The papal bull had become commonplace by the 13th century. We know they existed as far back as the 6th century, because the lead seal itself exists, even though the message itself does not. We don't have any original bulls from earlier than 819. At that time, they were still being written on fragile papyrus. Once they switched to vellum (calf skin) or parchment aroun the 1th century, the survival rate of documents increased dramatically.

Why was it called a "bull"? The term comes from the Latin verb bullire (to bubble). Bulls were a lump of material, wrapped around a ribbon attached to a document and stamped with official seals/markings, indicating their authenticity. They were originally clay, but lead became more common—and, occasionally, gold: Byzantine emperors liked to issue golden bulls.

In the case of the popes of Rome, one side of the flat leaden bull would bear the image of Saint Peter and Saint Paul. The "SPASPE" seen in te image above stands for Saint PEter and Saint PAul. The other side would bar the name of the issuing pope.

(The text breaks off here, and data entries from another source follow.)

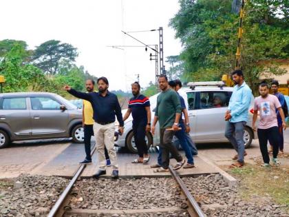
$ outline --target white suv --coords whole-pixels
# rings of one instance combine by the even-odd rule
[[[179,93],[186,104],[190,119],[190,135],[196,143],[228,143],[225,137],[226,121],[224,114],[227,110],[233,87],[205,85],[192,85],[191,88],[183,87]],[[158,94],[149,98],[151,102],[151,120],[153,120]],[[257,134],[252,130],[254,96],[252,95],[250,106],[248,111],[248,122],[245,127],[244,141],[245,147],[248,147]],[[122,110],[125,114],[126,110]],[[158,145],[160,142],[159,127],[156,127],[153,136],[147,133],[147,147]],[[130,116],[125,123],[125,132],[116,141],[116,145],[127,147],[131,152],[137,153],[136,146],[132,132],[132,118]]]

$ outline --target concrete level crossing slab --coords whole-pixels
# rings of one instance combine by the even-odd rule
[[[92,146],[93,145],[92,144]],[[119,167],[119,175],[120,177],[163,177],[170,176],[169,172],[154,173],[150,165],[157,162],[158,153],[155,148],[149,150],[151,159],[147,164],[131,163],[131,161],[138,158],[137,154],[129,154],[124,152],[123,149],[117,148],[118,164]],[[184,156],[184,154],[182,153]],[[65,150],[60,153],[56,157],[47,163],[45,166],[37,171],[37,174],[45,176],[57,176],[63,177],[72,177],[79,167],[78,163],[85,158],[85,150],[83,144],[71,144]],[[93,163],[87,165],[83,171],[81,176],[83,178],[91,177],[98,169],[97,167],[97,154],[95,153],[92,156]],[[201,158],[194,158],[195,168],[181,169],[178,170],[181,176],[191,176],[202,174],[217,173],[210,164],[206,163]],[[171,164],[175,165],[175,161],[171,159]],[[107,175],[109,177],[112,172],[111,167],[107,168]]]

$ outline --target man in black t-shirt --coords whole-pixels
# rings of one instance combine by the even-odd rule
[[[146,163],[149,161],[145,134],[147,131],[151,130],[151,108],[149,98],[140,94],[140,85],[138,82],[131,84],[133,97],[129,100],[129,108],[123,117],[125,121],[131,113],[133,119],[133,136],[139,158],[133,160],[133,163]]]

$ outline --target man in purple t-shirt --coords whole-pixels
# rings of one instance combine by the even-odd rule
[[[269,154],[267,150],[267,143],[269,139],[273,146],[273,163],[278,166],[280,162],[277,159],[279,152],[279,140],[278,140],[278,122],[277,119],[276,110],[280,114],[282,119],[283,129],[286,129],[285,123],[285,116],[283,112],[281,104],[278,99],[274,96],[269,94],[269,87],[268,84],[261,83],[259,87],[260,96],[257,97],[254,103],[254,115],[253,120],[253,129],[256,130],[255,123],[258,111],[259,112],[260,121],[257,130],[259,137],[259,144],[260,145],[261,153],[262,154],[264,166],[270,166]]]

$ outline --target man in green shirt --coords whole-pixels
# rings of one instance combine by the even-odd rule
[[[161,167],[154,170],[156,172],[169,171],[170,152],[178,162],[173,167],[173,169],[180,169],[186,163],[171,142],[175,132],[179,130],[179,120],[182,112],[180,99],[177,93],[169,88],[167,76],[164,74],[160,76],[158,85],[162,92],[158,96],[151,132],[154,134],[156,125],[158,121],[160,147],[162,148],[162,165]]]

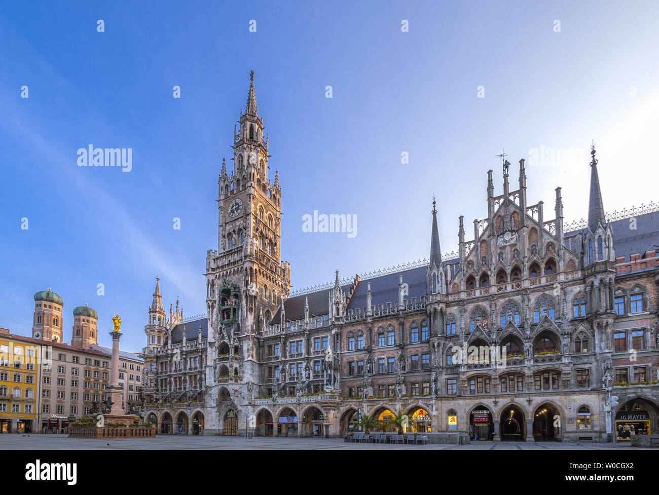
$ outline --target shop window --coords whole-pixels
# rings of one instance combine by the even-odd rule
[[[631,348],[637,351],[645,348],[645,332],[642,330],[635,330],[631,332]]]
[[[632,294],[629,298],[629,303],[632,313],[641,313],[643,311],[643,295],[642,294]]]
[[[577,370],[577,388],[590,388],[590,370],[589,369]]]
[[[614,311],[616,315],[625,314],[625,296],[617,297],[614,299]]]
[[[446,394],[455,395],[457,394],[457,378],[449,378],[446,380]]]
[[[583,332],[579,332],[575,339],[575,352],[577,354],[588,352],[588,336]]]
[[[572,305],[575,318],[586,316],[586,300],[583,298],[576,300]]]
[[[577,411],[577,429],[590,429],[590,409],[585,405],[579,407]]]
[[[627,350],[627,332],[616,332],[614,333],[614,342],[616,352],[623,352]]]

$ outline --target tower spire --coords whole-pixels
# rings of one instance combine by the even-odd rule
[[[600,179],[597,175],[597,159],[595,158],[595,143],[590,145],[590,195],[588,204],[588,226],[594,232],[597,224],[606,224],[604,205],[602,201]]]
[[[160,294],[160,277],[156,277],[156,290],[154,291],[154,300],[151,303],[151,309],[154,311],[162,311],[163,309],[162,296]]]
[[[438,268],[442,264],[442,249],[440,248],[440,233],[437,228],[437,208],[435,207],[436,201],[435,197],[432,197],[432,233],[430,236],[430,259],[428,261],[428,266],[432,267],[434,264]]]
[[[254,70],[249,73],[249,91],[247,93],[247,105],[245,107],[245,113],[258,115],[256,111],[256,95],[254,92]]]

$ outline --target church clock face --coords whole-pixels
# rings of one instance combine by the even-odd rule
[[[231,201],[231,204],[229,205],[229,216],[235,217],[239,213],[241,210],[243,209],[243,201],[239,199],[235,199]]]

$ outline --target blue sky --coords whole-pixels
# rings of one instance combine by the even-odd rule
[[[469,238],[486,215],[488,169],[501,192],[502,147],[511,188],[527,160],[529,201],[544,201],[546,219],[558,186],[565,220],[587,215],[591,140],[607,211],[656,201],[658,11],[653,1],[5,4],[0,326],[30,334],[32,295],[51,287],[65,342],[86,302],[101,345],[119,313],[123,348],[138,351],[156,275],[167,309],[178,296],[186,315],[205,311],[217,176],[252,69],[295,288],[337,268],[343,278],[427,257],[433,194],[442,251],[455,249],[459,215]],[[90,143],[131,147],[132,170],[78,167]],[[573,159],[529,166],[541,149]],[[357,235],[303,233],[314,209],[357,215]]]

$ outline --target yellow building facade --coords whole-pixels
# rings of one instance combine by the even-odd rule
[[[0,432],[30,433],[40,394],[41,345],[0,328]]]

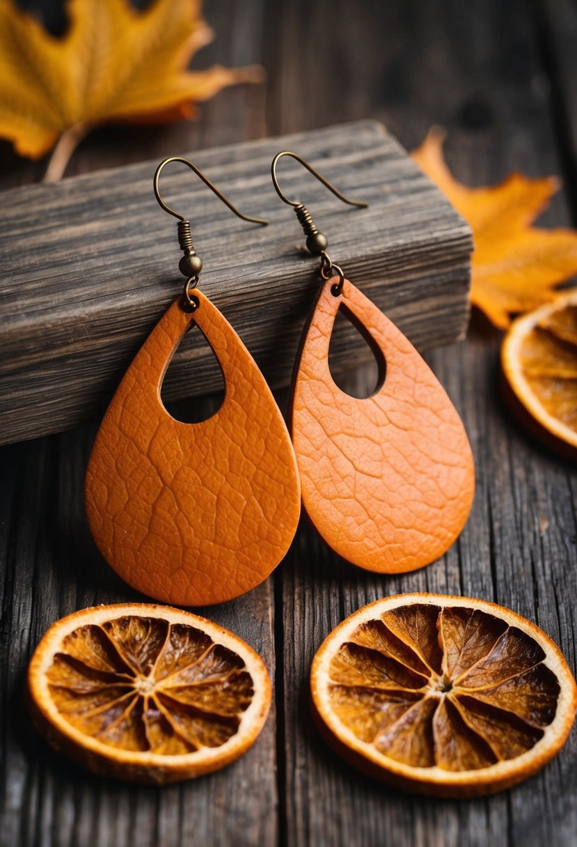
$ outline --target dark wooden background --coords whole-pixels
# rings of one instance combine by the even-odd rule
[[[58,26],[58,4],[44,6]],[[217,37],[195,64],[261,62],[267,86],[223,92],[195,124],[102,129],[77,152],[70,174],[373,117],[408,147],[431,124],[445,125],[449,163],[470,184],[517,169],[560,174],[564,191],[543,221],[566,224],[577,213],[573,0],[210,0],[206,14]],[[8,144],[0,151],[3,187],[40,178],[41,163],[21,161]],[[575,733],[544,772],[511,791],[433,801],[359,776],[325,748],[308,714],[308,669],[325,635],[360,605],[399,591],[508,606],[543,627],[574,669],[577,479],[503,410],[498,342],[476,317],[465,343],[429,357],[463,415],[477,468],[470,518],[442,559],[415,574],[378,578],[339,561],[303,524],[273,579],[208,612],[264,656],[276,673],[276,700],[256,746],[195,783],[156,789],[93,778],[31,729],[23,674],[47,626],[74,609],[135,595],[100,559],[85,523],[82,479],[94,427],[2,451],[3,845],[577,843]],[[366,371],[354,376],[358,385],[367,379]]]

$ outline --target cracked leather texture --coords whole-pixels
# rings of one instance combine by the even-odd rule
[[[86,513],[104,558],[134,588],[179,606],[245,594],[293,540],[300,489],[288,429],[233,328],[201,291],[179,298],[123,378],[86,472]],[[172,418],[160,390],[191,322],[224,377],[218,412],[198,424]],[[194,379],[194,375],[191,376]]]
[[[408,339],[349,280],[334,296],[336,282],[321,290],[293,382],[303,504],[349,562],[384,573],[415,570],[444,553],[467,519],[475,490],[470,446],[451,401]],[[329,370],[341,306],[386,363],[384,383],[366,399],[343,392]]]

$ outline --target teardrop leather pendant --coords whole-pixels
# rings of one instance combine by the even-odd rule
[[[231,325],[201,291],[169,307],[136,355],[102,420],[88,464],[86,512],[104,558],[157,600],[199,606],[258,585],[296,531],[294,452],[272,395]],[[160,390],[194,321],[225,382],[212,418],[184,424]]]
[[[301,340],[291,403],[303,503],[327,543],[360,567],[415,570],[459,535],[475,488],[473,457],[451,401],[419,353],[348,280],[321,289]],[[328,364],[339,307],[386,363],[365,399],[344,394]]]

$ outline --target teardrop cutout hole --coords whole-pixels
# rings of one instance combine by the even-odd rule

Bulls also have odd names, because they are called after the first few words of the statement, which does not always indicate their content, as I previously explained in the footnote here. Bulls were also not always commands or "new laws." Clearly, the pope had no way to enforce a bull, as when he issued the one about the Templars that was ignored by Edward II of England. Other notable pulls that weren't necessarily embraced: Exsurge Domine (15 June 1520) demanded that Martin Luther retract 41 of his 95 Theses against the Roman Catholic Church, and Sublimis dei (29 May 1537) forbidding the enslavement of indigenous peoples in the Americas.